I never used to talk to strangers before I married Fritz. But Fritz kept insisting, "There just aren't that many bad guys in the world to be that frightened of strangers."
Now talking to strangers is one of my secret indulgences. I sometimes have to stand back feeling blessed that everywhere in this foreign world are bright sparks of conviviality, just waiting to be struck like flint.
The day of our bike ride, Fritz and I bike above the green water. Commenting on the fresh smell of the water - or is it the leaves of the trees that grow there? - as the river rushes down the other way.
We call out to the college guys kayaking down below, who grin and wave.
We wave and nod at a photographer stalking something in the sagebrush.
When I stop and scramble down the dry bank to take pictures of desert poppies filling up with light, Fritz waits for me, steering infinity patterns on the trail.
"We do fit well with each other. Don't you think we are actually awfully well-suited?" I ask him. "These morning bike rides - I can see us as a gray-haired couple doing this - wait, we are a gray-haired couple! But years from now - can't you see us? I love this - being able to stop whenever I see anything - how you never get antsy or try to rush things when I take pictures . . . " I go on, something about how I love how taking pictures helps me stop and see.
"Look at that," says Fritz, pointing up at the elephant-skin texture of rocks above the water.
While I'm scrambling back up onto the trail, the young running mother passes us again.

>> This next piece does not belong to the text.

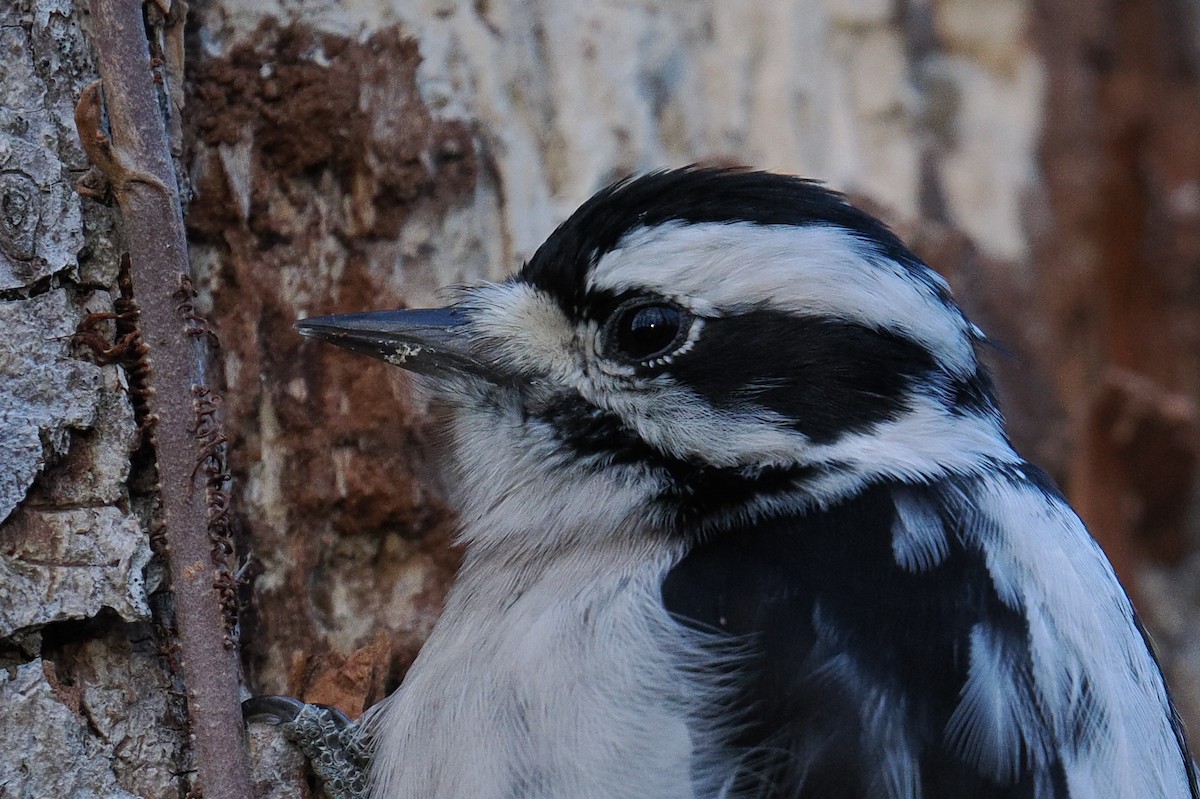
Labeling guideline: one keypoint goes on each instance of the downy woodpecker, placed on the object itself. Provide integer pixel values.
(742, 521)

We have to work again to pass her again which we do at the curve in the trail, as the canyon opens a little wider and takes in the sunlight.
It rained last night and there is still a clean smell of wet sagebrush in the air.
Can you call an omelet intelligent? We discuss this.
Though we don't stop there this morning, biking instead along the old two-lane through a sweet and narrow valley.
This is the route my grandpa took winter mornings, morning after morning, when he taught school out this way in Marysvale. Was even principal there, I believe.
The school is still standing, though the sandstone is worn and the building's been taken over as a craft co-op.
Standing in front of the old school, Fritz falls into conversation with a herd of 4-wheelers - they're a family reunion - all kinds of cousins - on a weekend trek. Somebody's uncle hauls all their gear in a sturdy-framed dune buggy and they've all come into town to grab some breakfast at the convenience store which is mobbed at the moment with sunburned girls in braids and pajama-pants coming home from Girls' Camp.
Fritz and I pick up a couple of yogurts, bananas. Eat them outside under the metal awning where we can eavesdrop on the people coming in and out. Then pile back into the saddle, heading home.
On the way back out of town we see a small sign in big letters CHERRIES which leads us to another sign and another until we've circled back to a shady yard enclosed in a tidy chain-link fence.
"My mother, my granddaughter," nods the smiling man in camo tee and baseball cap, by way of introduction.
"Linn Parker's up north now," I tell him. "I hear he's living with his daughter."
"The world rushes by, fast and furiously.Now we bike back the same way. Stop again at the beaver meadow, watch the birds.
The reeds and the willows lie below
In their serenity."
"The only problem," I say - as we turn off the two-lane at Big Rock Candy, take the trail back along the river - "the only problem is I still didn't get any pictures of that blazing star - they must open up at night and close up when the sun gets on them."